I’m not sure why this is happening and if I should use another file like a count file or something.
Hopefully you could help me.
Thanks in advance,
Galo
When you run the unique.seqs() command is mothur auto-detecting your current name file? If it isn’t then that could be where your problem is, as all the information stored in your old name file will be ignored and you’ll generate a new one, based solely off the dereplication of the filtered fasta file.
In fact, since I don’t have the flowfiles, because data retrieved from SRA is in fastq format, I’ve been using that unique.seqs() command without a name file. I don’t know if I should generate a name file in a previous step, and I don’t know how to do it either.
Ah…just re-reading your process there’s another place the problem could be coming from. The trim.seqs command can’t process a group file so it’s likely that your quality-filtering is discarding reads from the fastq file but you still have references to them in your groups file. You might need to repeat the trim.seqs on each individual fastq file and them perform your merge.files/make.groups command afterwards.
So for example, shuffle your commands around like
fastq.info()
trim.seqs(fasta=current,qfile=current, maxambig=0, maxhomop=8, flip=T, minlength=200, qwindowaverage=25, qwindowsize=50, processors=4)
[Repeat 11 times]
...
merge.files()
make.groups()
unique.seqs(fasta=all.fasta)
count.seqs(name=current, group=current) #The name file is generated by the unique.seqs command previously.
align.seqs(fasta=current, reference=silva.bacteria.fasta)
screen.seqs(fasta=current, count=current, end=6447, optimize=start, criteria=95)
filter.seqs(fasta=current, vertical=T, trump=.)
unique.seqs(fasta=current, count=current)
And from there you can rejoin the SOP as you would normally.
It might also be worth looking into raising your qwindowaverage value as well. I know the 454 SOP recommends a higher one for pyrosequencing data. I suppose it depends on what you plan to do with the output though.

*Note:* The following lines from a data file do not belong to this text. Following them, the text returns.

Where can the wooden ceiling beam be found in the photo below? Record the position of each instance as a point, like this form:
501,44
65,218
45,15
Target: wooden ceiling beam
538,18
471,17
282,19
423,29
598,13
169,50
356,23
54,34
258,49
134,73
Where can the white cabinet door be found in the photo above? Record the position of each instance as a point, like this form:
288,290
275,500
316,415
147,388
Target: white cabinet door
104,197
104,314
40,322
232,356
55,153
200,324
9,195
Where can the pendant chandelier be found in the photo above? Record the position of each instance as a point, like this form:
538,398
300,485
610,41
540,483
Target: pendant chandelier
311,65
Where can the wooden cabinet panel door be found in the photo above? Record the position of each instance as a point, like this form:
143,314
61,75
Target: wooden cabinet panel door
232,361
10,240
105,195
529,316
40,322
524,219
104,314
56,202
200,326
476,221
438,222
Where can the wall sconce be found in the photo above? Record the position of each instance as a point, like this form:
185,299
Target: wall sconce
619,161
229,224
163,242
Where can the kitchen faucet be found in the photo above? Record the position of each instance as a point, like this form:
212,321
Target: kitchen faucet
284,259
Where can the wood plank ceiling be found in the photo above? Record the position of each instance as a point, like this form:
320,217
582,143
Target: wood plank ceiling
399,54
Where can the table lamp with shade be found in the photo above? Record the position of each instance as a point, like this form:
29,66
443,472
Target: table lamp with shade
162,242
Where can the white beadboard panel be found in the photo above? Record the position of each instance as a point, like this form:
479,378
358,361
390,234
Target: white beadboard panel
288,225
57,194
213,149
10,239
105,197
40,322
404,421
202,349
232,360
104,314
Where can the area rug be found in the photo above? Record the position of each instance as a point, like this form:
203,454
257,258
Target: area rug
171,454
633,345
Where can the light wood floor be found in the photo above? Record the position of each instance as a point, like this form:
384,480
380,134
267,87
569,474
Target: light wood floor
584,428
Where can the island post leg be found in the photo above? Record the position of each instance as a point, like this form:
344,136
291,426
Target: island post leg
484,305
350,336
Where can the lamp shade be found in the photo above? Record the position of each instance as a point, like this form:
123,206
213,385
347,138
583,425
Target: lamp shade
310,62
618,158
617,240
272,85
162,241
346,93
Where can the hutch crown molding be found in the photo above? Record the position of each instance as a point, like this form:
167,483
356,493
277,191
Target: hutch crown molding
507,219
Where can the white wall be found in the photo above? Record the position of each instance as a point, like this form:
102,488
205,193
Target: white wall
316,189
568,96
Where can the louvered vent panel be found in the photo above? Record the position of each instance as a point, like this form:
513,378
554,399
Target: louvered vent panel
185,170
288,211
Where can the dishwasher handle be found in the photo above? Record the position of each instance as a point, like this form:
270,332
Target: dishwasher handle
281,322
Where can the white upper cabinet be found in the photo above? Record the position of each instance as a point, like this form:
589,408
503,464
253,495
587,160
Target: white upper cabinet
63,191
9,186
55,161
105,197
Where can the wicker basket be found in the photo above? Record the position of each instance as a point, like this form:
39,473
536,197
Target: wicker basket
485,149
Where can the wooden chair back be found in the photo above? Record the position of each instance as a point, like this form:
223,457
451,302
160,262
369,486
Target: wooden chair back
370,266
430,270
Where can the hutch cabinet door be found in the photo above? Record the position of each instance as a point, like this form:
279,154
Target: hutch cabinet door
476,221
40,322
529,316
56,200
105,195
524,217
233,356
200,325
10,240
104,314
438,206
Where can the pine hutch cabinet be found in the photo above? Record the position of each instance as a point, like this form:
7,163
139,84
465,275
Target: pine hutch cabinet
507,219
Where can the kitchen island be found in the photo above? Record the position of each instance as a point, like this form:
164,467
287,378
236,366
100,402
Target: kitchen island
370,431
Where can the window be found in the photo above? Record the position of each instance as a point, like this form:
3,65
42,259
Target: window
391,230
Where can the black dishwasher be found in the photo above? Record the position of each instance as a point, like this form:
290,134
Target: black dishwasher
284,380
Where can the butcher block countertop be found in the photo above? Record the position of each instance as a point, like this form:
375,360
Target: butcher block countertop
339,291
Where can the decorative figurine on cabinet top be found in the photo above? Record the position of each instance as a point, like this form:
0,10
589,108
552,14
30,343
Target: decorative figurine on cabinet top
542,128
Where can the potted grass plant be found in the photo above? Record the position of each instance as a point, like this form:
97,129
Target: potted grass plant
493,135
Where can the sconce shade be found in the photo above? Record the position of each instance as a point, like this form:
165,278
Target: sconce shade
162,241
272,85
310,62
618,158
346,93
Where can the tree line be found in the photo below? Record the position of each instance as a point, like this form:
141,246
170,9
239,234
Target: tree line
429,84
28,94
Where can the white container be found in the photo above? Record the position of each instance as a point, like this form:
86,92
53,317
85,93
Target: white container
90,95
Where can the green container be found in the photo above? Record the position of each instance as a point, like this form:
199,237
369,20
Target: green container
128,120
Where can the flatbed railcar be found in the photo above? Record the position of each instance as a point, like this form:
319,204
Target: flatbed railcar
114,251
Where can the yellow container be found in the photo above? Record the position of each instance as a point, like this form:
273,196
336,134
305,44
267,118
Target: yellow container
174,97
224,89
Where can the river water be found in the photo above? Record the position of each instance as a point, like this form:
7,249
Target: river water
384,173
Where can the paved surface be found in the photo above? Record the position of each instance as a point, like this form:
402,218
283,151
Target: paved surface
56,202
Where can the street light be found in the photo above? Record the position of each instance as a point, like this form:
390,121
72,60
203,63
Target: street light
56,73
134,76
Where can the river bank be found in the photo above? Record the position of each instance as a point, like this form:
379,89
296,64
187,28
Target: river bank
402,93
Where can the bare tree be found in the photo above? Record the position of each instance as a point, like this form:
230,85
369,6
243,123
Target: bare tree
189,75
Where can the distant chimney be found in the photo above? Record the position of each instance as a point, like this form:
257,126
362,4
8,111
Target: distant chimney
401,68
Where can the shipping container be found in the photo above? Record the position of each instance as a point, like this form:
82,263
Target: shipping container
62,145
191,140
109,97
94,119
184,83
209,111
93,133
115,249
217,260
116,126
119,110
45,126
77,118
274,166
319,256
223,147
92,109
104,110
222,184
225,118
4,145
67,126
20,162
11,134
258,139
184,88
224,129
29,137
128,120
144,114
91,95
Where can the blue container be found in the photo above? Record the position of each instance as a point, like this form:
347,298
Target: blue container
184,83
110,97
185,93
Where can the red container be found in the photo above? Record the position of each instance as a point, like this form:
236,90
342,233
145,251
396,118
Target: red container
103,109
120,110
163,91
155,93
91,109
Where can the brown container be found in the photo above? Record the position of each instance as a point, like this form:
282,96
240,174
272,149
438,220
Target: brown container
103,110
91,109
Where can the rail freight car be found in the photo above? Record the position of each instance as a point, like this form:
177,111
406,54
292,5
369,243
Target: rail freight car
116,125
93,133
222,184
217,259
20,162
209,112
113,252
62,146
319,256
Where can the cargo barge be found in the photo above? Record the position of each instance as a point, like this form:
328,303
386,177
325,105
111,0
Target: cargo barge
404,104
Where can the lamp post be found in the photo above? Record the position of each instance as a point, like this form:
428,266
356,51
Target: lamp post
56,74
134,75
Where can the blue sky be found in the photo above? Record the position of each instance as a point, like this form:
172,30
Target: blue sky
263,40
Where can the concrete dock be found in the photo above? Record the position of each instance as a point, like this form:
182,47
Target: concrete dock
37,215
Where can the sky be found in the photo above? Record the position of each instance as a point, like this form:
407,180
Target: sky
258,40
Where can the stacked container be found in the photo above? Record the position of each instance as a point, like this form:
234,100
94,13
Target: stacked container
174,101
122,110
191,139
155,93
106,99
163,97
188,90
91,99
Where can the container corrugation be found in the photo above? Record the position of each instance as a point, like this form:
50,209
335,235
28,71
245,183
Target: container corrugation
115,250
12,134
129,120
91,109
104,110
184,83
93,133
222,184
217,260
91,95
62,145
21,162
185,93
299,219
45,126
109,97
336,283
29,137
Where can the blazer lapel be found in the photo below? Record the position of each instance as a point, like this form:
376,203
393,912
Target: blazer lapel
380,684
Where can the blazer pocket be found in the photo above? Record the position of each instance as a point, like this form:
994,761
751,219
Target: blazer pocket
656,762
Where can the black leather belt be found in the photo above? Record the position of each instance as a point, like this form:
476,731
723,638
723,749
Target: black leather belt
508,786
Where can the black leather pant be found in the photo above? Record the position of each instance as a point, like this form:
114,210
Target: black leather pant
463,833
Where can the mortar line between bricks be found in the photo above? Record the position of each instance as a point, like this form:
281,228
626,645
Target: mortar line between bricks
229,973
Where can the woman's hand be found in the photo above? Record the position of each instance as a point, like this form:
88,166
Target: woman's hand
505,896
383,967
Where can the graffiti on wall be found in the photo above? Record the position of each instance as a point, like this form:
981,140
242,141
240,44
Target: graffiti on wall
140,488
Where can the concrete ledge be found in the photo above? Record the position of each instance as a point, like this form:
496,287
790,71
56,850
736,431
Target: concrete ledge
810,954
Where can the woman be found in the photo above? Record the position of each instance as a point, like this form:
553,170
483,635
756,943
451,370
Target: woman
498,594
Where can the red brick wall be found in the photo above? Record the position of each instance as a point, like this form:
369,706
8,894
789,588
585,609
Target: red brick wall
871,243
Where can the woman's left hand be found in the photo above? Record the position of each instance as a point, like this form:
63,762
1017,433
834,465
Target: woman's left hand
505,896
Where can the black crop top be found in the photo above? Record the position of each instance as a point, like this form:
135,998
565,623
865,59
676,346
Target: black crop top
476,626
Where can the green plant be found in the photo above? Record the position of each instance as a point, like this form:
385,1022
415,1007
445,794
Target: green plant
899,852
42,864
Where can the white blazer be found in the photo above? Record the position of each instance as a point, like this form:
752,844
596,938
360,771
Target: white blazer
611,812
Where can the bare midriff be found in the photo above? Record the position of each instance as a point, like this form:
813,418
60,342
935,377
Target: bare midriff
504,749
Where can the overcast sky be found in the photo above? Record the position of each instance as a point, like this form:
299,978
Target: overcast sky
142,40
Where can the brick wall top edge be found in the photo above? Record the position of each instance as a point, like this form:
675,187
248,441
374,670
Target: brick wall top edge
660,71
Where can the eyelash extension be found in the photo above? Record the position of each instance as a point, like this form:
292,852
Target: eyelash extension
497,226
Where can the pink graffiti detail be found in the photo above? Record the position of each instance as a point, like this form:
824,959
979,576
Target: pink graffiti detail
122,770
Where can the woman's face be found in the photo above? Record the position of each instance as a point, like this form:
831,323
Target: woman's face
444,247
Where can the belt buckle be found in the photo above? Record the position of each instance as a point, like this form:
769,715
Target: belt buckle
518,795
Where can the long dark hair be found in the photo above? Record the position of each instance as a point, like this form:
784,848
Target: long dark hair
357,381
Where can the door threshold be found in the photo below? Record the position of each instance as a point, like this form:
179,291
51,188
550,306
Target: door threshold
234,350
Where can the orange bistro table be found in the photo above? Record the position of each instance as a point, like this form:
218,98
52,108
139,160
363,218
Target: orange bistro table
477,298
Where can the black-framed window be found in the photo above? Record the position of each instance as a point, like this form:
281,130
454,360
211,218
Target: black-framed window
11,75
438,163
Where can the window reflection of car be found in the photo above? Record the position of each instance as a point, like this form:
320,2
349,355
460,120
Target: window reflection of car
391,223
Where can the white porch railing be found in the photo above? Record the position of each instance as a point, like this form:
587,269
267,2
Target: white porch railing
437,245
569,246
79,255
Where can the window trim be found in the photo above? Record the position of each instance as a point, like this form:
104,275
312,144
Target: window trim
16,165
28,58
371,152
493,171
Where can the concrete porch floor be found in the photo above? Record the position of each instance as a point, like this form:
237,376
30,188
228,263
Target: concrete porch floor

Dwaite, I tried to process with trim.seqs() the fasta files one by one and then merge the files and make a group file: it totally works! Thank you very much!
Just one question. I didn’t use the count.seqs() command since it is not used in the 454 SOP and, apparently, it works nice. I know what count.seqs() does but actually I don’t understand when to use it and what is this command intended for.
It’s really just a way of condensing your names/groups files into a single, smaller file. Since it removes all the redundant sequences names that are stored in the names/groups files and just tallies the number of identical sequences you end up needing much less space. It’s not in the 454 SOP because it was added to mothur quite a while after that was written but it is in the MiSeq SOP, which is where it’s probably more important since there are so many more sequences generated.
There are probably a few performance improvements to using it over names/groups (I don’t know that for a fact, but if I was writing code for mothur I would be taking advantage of it), but the main reasons I use it as soon as possible is that it reduces the number of files you’re handling and if you need to jump out of mothur into Excel, R or whatever then it’s much more amenable to number-crunching.